Anderson Ruffin Abbott was born in Toronto in 1837 and received his medical degree from the University of Toronto at the age of twenty. In 1861, Mr. Abbott was licensed to practise medicine in Canada by the Medical Board of Canada. Abbott died in 1913.

Source: Ontario Black History Society.

First Black Lawyer in Canada

Mr. Robert Sutherland was born in Jamaica in 1830. He entered Queens University in Kingston, Ontario in 1849 and graduated three years later. He was called to the bar in 1855, and practised near Owen Sound, Ontario. He died in Toronto, Ontario in 1878.

Source: Ontario Black History Society

First Black Doctor in Canada:

Mr. A.T. Augusta, opened and operated his own pharmacy on Yonge Street in Toronto in the mid 1850s.
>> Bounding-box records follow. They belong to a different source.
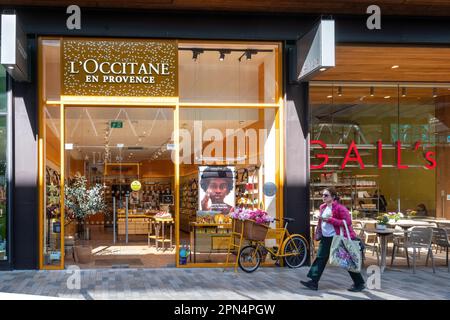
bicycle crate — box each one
[233,219,269,241]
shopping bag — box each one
[329,220,362,272]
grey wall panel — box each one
[13,37,39,269]
[284,72,310,248]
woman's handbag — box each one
[329,220,362,272]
He graduated from Trinity College as a doctor in 1860.

Source: Ontario Black History Society.

First Black Canadian male lawyer:

Mr. Delos Rogest Davis was born in Colchester Township in 1846. He was called to the bar of Ontario in 1885. He also became the first Black King's Counsel in 1910.

Source: Ontario Black History Society

First Black female lawyer in Ontario:

Mrs. Myrtle Blackwood Smith was called to the Ontario Bar in 1960.

Source: Ontario Black History Society

First Black lawyer in Nova Scotia:

Mr. James Robinson Johnston was born in Halifax, Nova Scotia in 1876. He earned a Bachelor of Laws Degree from Dalhousie University in 1898.

Mr. Josiah Henson

Mr. Henson was born into slavery in Maryland on June 15, 1789. He escaped to Ontario with his family at age forty-four, arriving October 28, 1830. Mr. Henson fought for Canada (with William Lyon Mackenzie) in the 1837 Rebellion. During this battle, he single-handedly captured an American ship, The Anne, which was threatening the town of Sandwich.

Mr. Henson has also been described as a "Canadian pioneer in education." He was very instrumental in establishing the British American Institute at Dawn (Dresden), Ontario, which trained Canadians in Technical Systems for three-quarters of a century.

Additionally, Mr. Henson was the spiritual leader to the Black community in several regions. He served as the pastor of the British Methodist Episcopal Church at Dawn for many years.

Mr. Henson's home, located in Dresden, Ontario, is known as "Uncle Tom's Cabin." It has been transformed into a museum which illustrates history and life in Black-populated areas during the nineteenth century. In 1965, Mr. Henson's gravesite was declared an historic site.

Sources: Ontario Black History Society and The Freedom Seekers, 193-197

Materials prepared by William Brown.